8 Reasons for Getting That New Digital Menu Board System

  1. You have central control for all locations in a franchise.
  2. You can offer scheduling menu content by day part.
  3. Lets you update items and prices from an online platform.
  4. Makes it easy for you to add regulatory required information.
  5. Increase sales by cross selling and up selling.
  6. Eliminate unnecessary printing costs and delays.
  7. Offer stronger visuals to engage your customers better.
  8. Allows you to create new advertising revenue.

1. Central Control

For many QSR corporations and multi-unit franchisees, the scalability across multiple venues/locations is where the biggest edge lies. IDS Menus, one of the digital menu board creators in the franchise field, states that their solution is "...easy-to-use, web-based, and so versatile...it gives you more flexibility and options than you could imagine...including additional features such as a caching engine, TV tuner display, RSS feeds and more."

2. Day Part Menus

Many QSRs are focusing on multiple day parts to get higher overall revenue and to drive customers to come back for two or more meals a day. The digital menus are the perfect vehicle, because they can change at specified times throughout the day to display breakfast, lunch, dinner and late-night menus. The only initial downside might be that consumers who may want to order lunch for breakfast or breakfast for dinner might get frustrated at not seeing all of their options. This can be circumvented by displaying a "Served All Day" section that does not switch out.

3. Update Prices Easily

Prices are pushed out from a central database on a schedule, eliminating labor costs associated with older signs.

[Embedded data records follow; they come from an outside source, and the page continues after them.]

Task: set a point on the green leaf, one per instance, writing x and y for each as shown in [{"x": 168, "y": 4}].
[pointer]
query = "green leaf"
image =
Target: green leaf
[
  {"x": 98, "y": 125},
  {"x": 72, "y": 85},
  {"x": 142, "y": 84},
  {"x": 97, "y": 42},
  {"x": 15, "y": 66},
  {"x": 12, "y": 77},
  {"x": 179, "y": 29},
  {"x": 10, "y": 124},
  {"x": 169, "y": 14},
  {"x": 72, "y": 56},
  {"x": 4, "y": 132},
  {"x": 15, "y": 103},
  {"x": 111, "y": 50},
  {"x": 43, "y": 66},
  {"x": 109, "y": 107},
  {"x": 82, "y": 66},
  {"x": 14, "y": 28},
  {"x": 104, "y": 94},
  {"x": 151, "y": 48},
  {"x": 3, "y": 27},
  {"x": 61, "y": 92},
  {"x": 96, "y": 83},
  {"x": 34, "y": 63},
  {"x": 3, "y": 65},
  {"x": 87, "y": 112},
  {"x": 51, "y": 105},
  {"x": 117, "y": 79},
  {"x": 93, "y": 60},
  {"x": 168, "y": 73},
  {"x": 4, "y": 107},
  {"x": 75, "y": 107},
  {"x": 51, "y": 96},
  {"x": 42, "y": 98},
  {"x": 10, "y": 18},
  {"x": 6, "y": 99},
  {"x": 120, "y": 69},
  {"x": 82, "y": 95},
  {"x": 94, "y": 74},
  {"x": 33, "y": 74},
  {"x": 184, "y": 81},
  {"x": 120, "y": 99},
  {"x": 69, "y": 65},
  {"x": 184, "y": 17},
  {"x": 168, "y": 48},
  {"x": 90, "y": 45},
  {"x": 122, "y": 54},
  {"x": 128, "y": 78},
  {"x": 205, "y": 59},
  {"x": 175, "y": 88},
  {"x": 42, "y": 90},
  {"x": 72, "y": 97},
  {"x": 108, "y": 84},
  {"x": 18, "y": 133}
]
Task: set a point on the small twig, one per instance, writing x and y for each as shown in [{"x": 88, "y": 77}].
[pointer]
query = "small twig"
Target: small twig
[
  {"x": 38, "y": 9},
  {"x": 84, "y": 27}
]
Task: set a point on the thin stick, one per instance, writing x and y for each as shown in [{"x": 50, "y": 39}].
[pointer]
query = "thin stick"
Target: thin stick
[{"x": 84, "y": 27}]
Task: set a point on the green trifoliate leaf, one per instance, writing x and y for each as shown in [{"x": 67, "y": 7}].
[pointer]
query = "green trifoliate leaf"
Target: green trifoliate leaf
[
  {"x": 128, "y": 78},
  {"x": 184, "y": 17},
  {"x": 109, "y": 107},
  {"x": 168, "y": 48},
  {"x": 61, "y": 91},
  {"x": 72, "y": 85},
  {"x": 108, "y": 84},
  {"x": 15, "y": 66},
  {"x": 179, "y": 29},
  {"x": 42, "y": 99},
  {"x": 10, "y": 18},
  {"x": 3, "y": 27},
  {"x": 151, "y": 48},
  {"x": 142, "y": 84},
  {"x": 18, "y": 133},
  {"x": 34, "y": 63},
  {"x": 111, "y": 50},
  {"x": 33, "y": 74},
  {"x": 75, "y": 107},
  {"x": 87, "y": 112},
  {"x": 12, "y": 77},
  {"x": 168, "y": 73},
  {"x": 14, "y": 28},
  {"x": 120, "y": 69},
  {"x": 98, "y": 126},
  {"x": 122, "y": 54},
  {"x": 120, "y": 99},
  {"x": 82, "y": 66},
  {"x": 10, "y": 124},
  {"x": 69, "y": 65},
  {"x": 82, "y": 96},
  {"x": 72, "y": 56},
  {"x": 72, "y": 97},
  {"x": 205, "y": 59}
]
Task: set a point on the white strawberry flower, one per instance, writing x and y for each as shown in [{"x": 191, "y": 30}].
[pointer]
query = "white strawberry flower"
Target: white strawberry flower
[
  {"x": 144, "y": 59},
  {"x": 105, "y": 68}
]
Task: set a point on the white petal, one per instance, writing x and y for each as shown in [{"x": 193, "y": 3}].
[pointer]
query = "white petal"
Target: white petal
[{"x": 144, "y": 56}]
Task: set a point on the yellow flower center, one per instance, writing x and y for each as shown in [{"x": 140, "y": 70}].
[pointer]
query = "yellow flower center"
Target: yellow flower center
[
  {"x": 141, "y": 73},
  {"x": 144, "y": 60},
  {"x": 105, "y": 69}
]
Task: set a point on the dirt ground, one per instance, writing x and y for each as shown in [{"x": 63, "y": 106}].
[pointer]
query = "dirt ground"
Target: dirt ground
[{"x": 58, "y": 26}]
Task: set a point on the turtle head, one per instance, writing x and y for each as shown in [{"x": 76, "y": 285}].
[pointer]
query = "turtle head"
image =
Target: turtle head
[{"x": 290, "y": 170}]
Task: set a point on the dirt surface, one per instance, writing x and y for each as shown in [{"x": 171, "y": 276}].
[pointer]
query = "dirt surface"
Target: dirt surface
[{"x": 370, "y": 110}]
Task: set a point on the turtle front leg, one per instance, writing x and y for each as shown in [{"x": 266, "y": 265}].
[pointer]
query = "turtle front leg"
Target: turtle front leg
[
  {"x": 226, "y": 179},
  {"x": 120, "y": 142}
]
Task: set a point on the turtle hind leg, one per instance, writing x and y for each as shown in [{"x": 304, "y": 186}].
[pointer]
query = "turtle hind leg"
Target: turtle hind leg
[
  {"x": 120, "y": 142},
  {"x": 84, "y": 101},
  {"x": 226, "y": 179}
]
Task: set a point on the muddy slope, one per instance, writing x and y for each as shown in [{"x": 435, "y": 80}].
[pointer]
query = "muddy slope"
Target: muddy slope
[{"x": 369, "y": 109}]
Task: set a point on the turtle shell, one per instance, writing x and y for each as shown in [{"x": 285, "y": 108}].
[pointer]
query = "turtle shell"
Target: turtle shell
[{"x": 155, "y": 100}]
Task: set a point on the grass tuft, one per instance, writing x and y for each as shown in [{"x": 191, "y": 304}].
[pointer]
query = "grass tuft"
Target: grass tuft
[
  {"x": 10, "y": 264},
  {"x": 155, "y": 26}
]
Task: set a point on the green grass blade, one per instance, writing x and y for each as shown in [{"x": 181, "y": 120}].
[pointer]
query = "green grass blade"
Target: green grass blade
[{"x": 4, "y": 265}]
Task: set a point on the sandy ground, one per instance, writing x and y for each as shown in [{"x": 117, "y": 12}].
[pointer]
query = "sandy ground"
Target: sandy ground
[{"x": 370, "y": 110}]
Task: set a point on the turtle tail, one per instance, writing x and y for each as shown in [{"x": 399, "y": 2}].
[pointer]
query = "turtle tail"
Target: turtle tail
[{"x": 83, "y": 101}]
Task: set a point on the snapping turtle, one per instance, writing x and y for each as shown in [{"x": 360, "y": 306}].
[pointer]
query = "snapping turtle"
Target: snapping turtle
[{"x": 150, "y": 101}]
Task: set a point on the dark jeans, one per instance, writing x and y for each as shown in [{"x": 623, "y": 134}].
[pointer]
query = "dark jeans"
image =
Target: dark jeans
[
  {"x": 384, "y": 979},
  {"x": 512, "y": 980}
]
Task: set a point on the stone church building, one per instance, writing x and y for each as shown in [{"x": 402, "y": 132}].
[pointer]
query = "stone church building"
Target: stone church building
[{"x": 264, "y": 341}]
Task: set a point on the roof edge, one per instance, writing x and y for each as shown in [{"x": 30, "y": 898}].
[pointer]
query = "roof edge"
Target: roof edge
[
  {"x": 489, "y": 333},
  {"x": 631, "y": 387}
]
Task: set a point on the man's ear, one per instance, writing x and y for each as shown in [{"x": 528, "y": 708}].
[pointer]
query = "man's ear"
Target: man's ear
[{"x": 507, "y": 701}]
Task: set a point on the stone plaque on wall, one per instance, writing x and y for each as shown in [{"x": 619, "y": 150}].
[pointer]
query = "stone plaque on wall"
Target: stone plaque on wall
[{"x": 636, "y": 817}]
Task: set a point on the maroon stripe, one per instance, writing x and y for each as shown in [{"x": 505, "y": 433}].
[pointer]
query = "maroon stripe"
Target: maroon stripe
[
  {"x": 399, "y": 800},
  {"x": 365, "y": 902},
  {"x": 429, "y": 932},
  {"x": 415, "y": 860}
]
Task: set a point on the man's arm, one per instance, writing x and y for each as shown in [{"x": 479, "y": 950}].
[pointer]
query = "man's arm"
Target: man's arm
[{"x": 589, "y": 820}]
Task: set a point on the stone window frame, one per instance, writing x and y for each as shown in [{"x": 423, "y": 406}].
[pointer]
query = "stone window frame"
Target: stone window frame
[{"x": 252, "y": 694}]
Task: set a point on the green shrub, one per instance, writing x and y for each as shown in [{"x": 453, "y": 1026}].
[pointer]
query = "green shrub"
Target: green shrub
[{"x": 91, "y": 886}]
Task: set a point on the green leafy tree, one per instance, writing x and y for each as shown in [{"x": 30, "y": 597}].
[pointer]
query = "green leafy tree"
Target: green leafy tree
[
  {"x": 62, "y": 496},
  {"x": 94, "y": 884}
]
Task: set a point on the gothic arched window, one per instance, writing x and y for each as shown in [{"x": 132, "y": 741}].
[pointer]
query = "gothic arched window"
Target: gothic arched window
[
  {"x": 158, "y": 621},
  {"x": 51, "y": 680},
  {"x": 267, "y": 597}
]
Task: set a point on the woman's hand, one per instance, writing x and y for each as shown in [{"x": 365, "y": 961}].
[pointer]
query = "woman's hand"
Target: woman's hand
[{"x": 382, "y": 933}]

4. Regulatory Information - Nutritional Data

Another notable advantage is that QSRs may now easily update their menus with the required nutritional information that will be required by the FDA.

5. Cross and Upsell

The boards also allow for better branding on food and beverages because they make it easier than ever to change out promotional messaging as needed. And the dynamic displays add real estate to what used to be static space. Digital menu displays have the ability to rotate on a set schedule, therefore displaying multiple messages to a momentarily captive audience, who literally have their wallets in hand.

6. Eliminate Costs

The presence of digital menu boards has grown substantially, as companies realize the revenue and cost saving advantages of moving away from traditional static displays, lowering printing costs and saving on employee labor.

7. Stronger Visuals

Digital sign displays allow location managers and franchisees to show not just text messages about food, but also pictures along with engaging videos. This technology is being touted industry-wide as the answer to streamline service and influence hungry patrons. It also saves time and money increasing speed to market.

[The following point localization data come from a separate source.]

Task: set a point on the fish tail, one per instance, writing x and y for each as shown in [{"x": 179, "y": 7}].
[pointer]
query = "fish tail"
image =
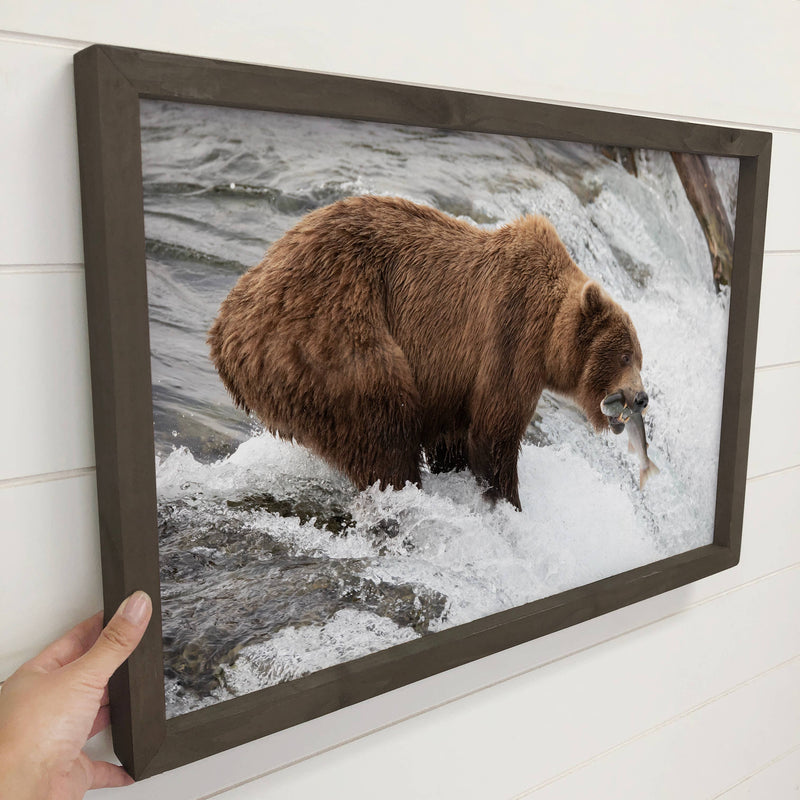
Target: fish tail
[{"x": 647, "y": 473}]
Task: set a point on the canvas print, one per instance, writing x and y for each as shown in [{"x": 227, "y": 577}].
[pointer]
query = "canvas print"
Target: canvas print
[{"x": 404, "y": 378}]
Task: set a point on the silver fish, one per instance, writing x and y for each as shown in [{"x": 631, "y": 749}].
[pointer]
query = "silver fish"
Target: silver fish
[{"x": 637, "y": 443}]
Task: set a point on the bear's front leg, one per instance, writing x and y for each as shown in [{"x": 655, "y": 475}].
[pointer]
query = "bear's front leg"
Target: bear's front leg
[{"x": 493, "y": 460}]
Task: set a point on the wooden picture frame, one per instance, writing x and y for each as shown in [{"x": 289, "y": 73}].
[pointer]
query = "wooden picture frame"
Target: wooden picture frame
[{"x": 109, "y": 83}]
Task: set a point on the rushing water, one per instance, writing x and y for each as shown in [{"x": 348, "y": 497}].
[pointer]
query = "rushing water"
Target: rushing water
[{"x": 272, "y": 565}]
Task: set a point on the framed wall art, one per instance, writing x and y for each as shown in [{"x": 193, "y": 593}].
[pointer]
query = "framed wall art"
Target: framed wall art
[{"x": 368, "y": 360}]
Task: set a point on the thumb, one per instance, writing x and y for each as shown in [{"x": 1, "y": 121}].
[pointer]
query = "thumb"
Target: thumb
[{"x": 119, "y": 638}]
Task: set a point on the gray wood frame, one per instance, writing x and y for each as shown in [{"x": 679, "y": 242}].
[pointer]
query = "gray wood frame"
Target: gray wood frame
[{"x": 109, "y": 82}]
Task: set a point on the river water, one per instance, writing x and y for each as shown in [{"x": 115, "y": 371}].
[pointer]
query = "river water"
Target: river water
[{"x": 272, "y": 565}]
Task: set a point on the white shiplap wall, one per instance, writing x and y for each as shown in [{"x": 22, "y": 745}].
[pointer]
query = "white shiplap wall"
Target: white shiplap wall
[{"x": 692, "y": 694}]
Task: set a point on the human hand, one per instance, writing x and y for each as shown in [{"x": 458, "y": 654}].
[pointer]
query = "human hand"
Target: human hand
[{"x": 58, "y": 700}]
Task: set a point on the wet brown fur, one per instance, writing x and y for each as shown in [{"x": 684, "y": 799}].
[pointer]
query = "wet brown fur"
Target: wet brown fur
[{"x": 377, "y": 329}]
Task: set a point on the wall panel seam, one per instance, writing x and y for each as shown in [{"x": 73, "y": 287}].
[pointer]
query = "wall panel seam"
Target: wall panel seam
[
  {"x": 653, "y": 729},
  {"x": 762, "y": 768},
  {"x": 39, "y": 269},
  {"x": 780, "y": 365},
  {"x": 46, "y": 477},
  {"x": 21, "y": 37},
  {"x": 774, "y": 473}
]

8. New advertisement revenue potential

QSR managers also have the opportunity to use their digital menu screen for advertising other products to generate additional income. Restaurant vendors like Coke, Pepsi, wineries, etc. are all vying for the chance to advertise front and center on restaurant menus.

Conclusion

There are three types of digital menus: digital menu boards, digital menu kiosks and individual digital menus. Within these categories, the cost of a digital menu system varies considerably, but the choices that affect the final cost are very different. With a digital menu board, for example, the size and type of the digital hardware display has a significant impact on total cost.

With the restaurant business being such a competitive marketplace, having an edge over the next competitor makes the difference - seen in the form of return customer business and clearly, increase in sales volume. And from all the buzz, digital menu boards are the next frontier to help restaurants realize the immediate benefits of building awareness to the menu items they want to move.

Bringing awareness to new menu items is now possible with the click of a button. New products can be marketed in a more visually exciting display that is sure to catch the eye of waiting customers.

With the introduction of the digital menu board, QSRs have the opportunity to drive revenue by displaying the right message, to the right people, at the right time.